Around 4:30 I hit the road, drove east to the marina on the St. Croix, where I parked the Full Monte and got into TKO & Raquelita's Lexus, and promptly placed myself in the hands of the GPS lady. She was smooth as hell and never steered me wrong, through endless sunlit golden cornfields and along the ever widening river, through a half dozen small towns and past innumberable bikers cruising & drinking in legion throughout the region. When I arrived two hours later at the appointed place, T & R met me with a cold glass of champagne and warm hugs.

They took me out on the docks to Mamalinda & the Captain's boat, which I'd spent one relaxing day upon a couple weeks before. Captain had replaced a part that day, which I asked about. "Is that an underwater job?"
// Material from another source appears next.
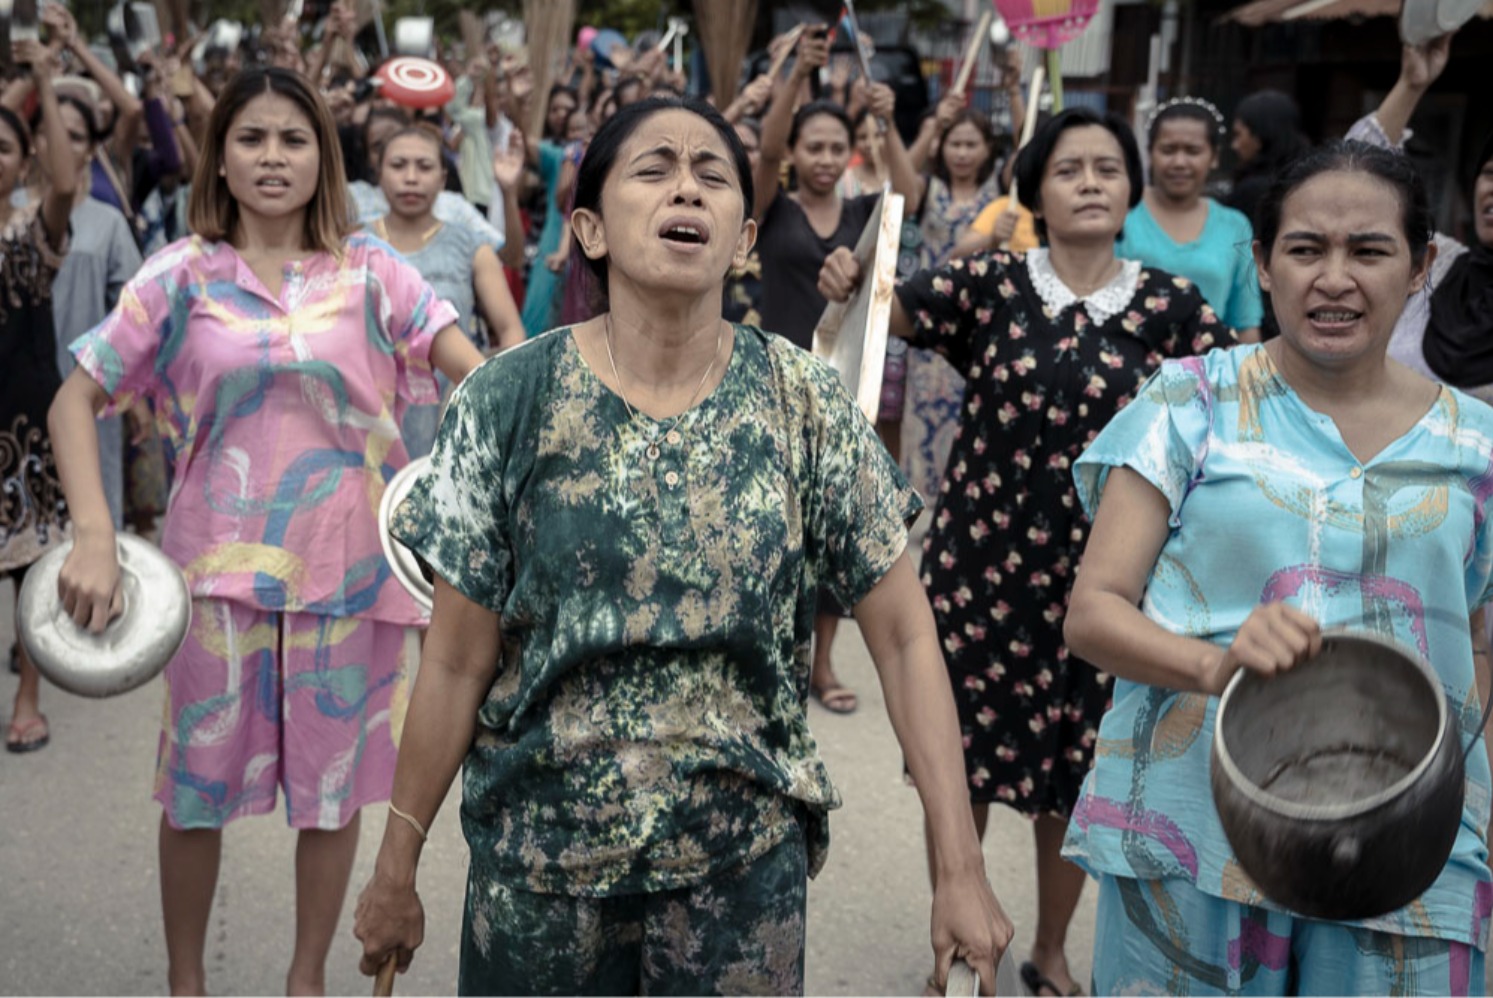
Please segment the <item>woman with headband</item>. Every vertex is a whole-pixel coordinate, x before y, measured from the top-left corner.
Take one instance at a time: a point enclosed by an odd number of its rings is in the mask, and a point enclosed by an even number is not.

"No," he said. "Do you want to see?"

"Sure," I said, "Unless you'd rather just relax." Captain was already opening the floor hatch. I followed him down the step ladder once he clicked on the light below. Crouching room only, he showed me the part he'd replaced, a fat rubber gear with long teeth which had lost its gripping capacity. The notion of losing one's grip (via an Avril Lavigne lyric) occurred to me just then, and it struck me as a reasonably apt way of evaluating mental health. At what point do we have, or not have, a grip on ourselves, our situations? The question too is raised as to when we must loosen our grip (Lavigne's album is titled Let Go) vs. clinging to expectations; the 2nd Noble Truth is, of course, Expectation is the root of our suffering.

Captain pointed out that a particular hose was going out, where a certain belt was a bit looser than he liked, and when I asked, explained that he'd loosen xyz bolts and pry a certain framework outward to increase the tension. He gave me a brief tour of the diesel generator, the three house batteries, and the AC/DC/AC converter which enabled one to run things like refrigerators and hair dryers without running the generator 24/7. All this in a relatively warm crawl space, but the man was a fountain of knowledge, and I am always interested in his perspective.
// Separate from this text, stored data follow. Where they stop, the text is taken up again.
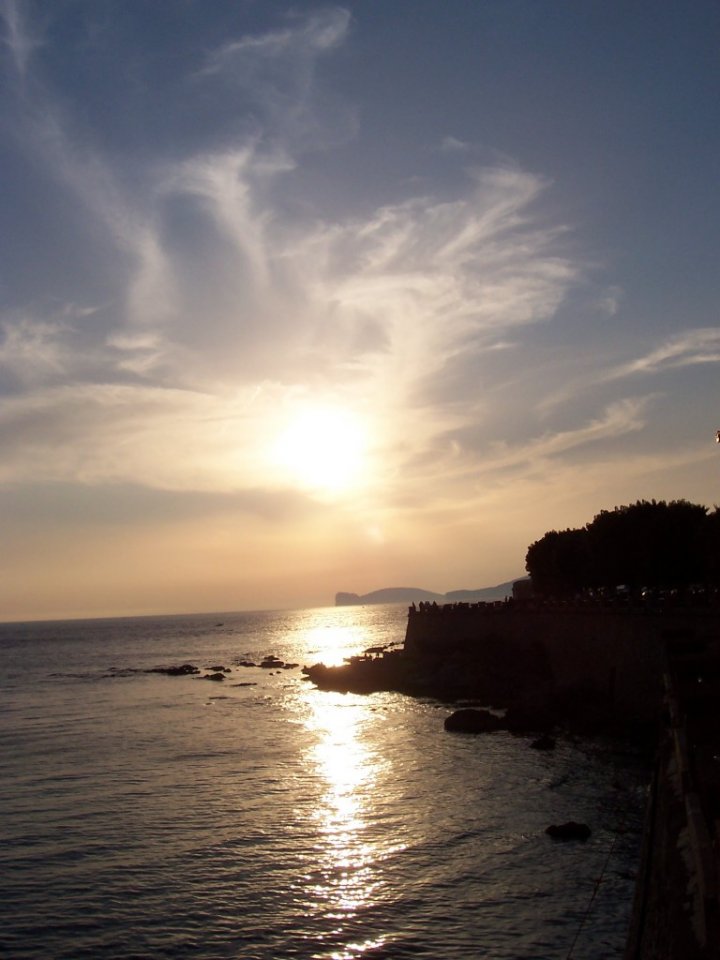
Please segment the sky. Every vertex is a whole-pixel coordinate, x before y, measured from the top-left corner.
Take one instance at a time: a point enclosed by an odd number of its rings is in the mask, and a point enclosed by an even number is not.
[[[0,619],[720,502],[716,0],[0,0]]]

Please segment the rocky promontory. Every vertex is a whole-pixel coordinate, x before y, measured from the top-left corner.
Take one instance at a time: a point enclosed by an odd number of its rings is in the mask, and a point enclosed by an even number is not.
[[[652,724],[668,638],[704,644],[720,607],[512,600],[411,605],[404,645],[338,667],[305,667],[317,687],[393,691],[524,713],[529,731]]]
Up above, TKO asked "What'd you think of the engine room?"

"Cool," I said. "In a warm kind of way."

Mamalinda and the Captain took us out for dinner. Two musicians played guitar and keyboard and sang outside a nearby cafe; a couple or two danced on the sidewalk while the rest of us awaited tables or enjoyed the warm summer evening.

Afterward, we returned to the boat. The blessing had been mentioned, but things were winding down. There wasn't going to be any kind of group ceremony going down; we are not by dynamic a spiritual clique, but I did get a strong sense that I should go to the foredeck, which I did.
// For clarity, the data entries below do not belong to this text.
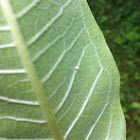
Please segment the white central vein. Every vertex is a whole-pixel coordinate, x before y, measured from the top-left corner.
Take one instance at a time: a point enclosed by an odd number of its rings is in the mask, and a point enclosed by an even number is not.
[[[22,74],[26,73],[25,69],[15,69],[15,70],[0,70],[0,74]]]
[[[66,8],[72,0],[68,0],[61,8],[60,11],[57,13],[56,16],[52,18],[50,22],[48,22],[33,38],[31,38],[28,42],[27,45],[30,46],[32,43],[34,43],[62,14],[64,8]]]
[[[15,120],[15,121],[21,121],[21,122],[30,122],[30,123],[46,123],[45,120],[33,120],[33,119],[27,119],[27,118],[16,118],[16,117],[12,117],[12,116],[3,116],[0,117],[0,120],[4,120],[4,119],[10,119],[10,120]]]
[[[39,105],[38,102],[11,99],[11,98],[7,98],[7,97],[3,97],[3,96],[0,96],[0,100],[6,101],[6,102],[9,102],[9,103],[17,103],[17,104],[25,104],[25,105]]]
[[[95,122],[94,125],[91,127],[91,129],[90,129],[90,131],[89,131],[89,133],[88,133],[88,135],[87,135],[87,137],[86,137],[86,140],[89,139],[89,137],[90,137],[90,135],[91,135],[93,129],[95,128],[95,126],[96,126],[97,123],[99,122],[100,118],[102,117],[102,115],[103,115],[103,113],[104,113],[106,107],[107,107],[107,104],[105,104],[105,106],[104,106],[102,112],[100,113],[99,117],[97,118],[96,122]]]
[[[10,44],[2,44],[2,45],[0,45],[0,49],[13,48],[13,47],[16,47],[16,44],[10,43]]]
[[[90,92],[89,92],[89,94],[88,94],[88,96],[87,96],[87,98],[86,98],[84,104],[82,105],[82,108],[80,109],[78,115],[76,116],[76,118],[75,118],[74,121],[72,122],[71,126],[70,126],[69,129],[67,130],[67,132],[66,132],[66,134],[65,134],[65,136],[64,136],[65,139],[67,138],[67,136],[68,136],[69,133],[71,132],[72,128],[74,127],[74,125],[75,125],[76,122],[78,121],[79,117],[80,117],[81,114],[83,113],[83,111],[84,111],[84,109],[85,109],[85,107],[86,107],[86,105],[87,105],[87,103],[88,103],[88,101],[89,101],[89,99],[90,99],[90,97],[91,97],[91,95],[92,95],[92,93],[93,93],[93,90],[94,90],[94,88],[95,88],[95,86],[96,86],[96,84],[97,84],[97,81],[98,81],[98,79],[100,78],[102,72],[103,72],[103,68],[101,68],[100,72],[98,73],[98,75],[97,75],[97,77],[96,77],[96,79],[95,79],[95,81],[94,81],[94,83],[93,83],[93,85],[92,85],[92,88],[90,89]]]
[[[0,26],[0,31],[9,31],[10,27],[9,26]]]
[[[53,74],[53,72],[55,71],[55,69],[57,68],[57,66],[60,64],[60,62],[62,61],[62,59],[66,55],[66,53],[71,50],[71,48],[74,46],[74,44],[76,43],[76,41],[78,40],[78,38],[81,36],[81,34],[83,33],[84,30],[85,30],[85,28],[83,28],[79,32],[79,34],[75,37],[74,41],[70,44],[70,46],[65,51],[63,51],[63,53],[59,56],[59,58],[57,59],[56,63],[53,65],[53,67],[48,72],[48,74],[46,76],[44,76],[44,78],[41,80],[41,83],[45,83],[51,77],[51,75]]]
Up there the air was cool and the stars glistening, and I understood immediately it was them I'd be addressing. Overcome with emotion, I simply said, Stars, I know I've been asking you for a lot lately, but you've come though every time, so I just have to ask you to help protect this boat.

And the musicians back up the hill, outside the restaurant, were seriously playing some extraordinarily solemn and churchy music. I'm more a natural than a stained glass mystic, but everything aligned in this energetic and solid way. I went to the railing, touched the ropes and felt that they were solid. This boat is solid, I knew. It doesn't need my blessing. It's aligned with the fucking stars.

"Reverend, you ready to go?" asked Raquelita, out on the dock. I was.

Up at the car, Mamalinda and the Captain said their goodbyes to R & T & their granddaughter Mia. When I shook the Captain's hand, he said, "Well, your blessing must have worked, cause if I hadn't noticed that hose was going, I'd have been in a world of trouble further down the line."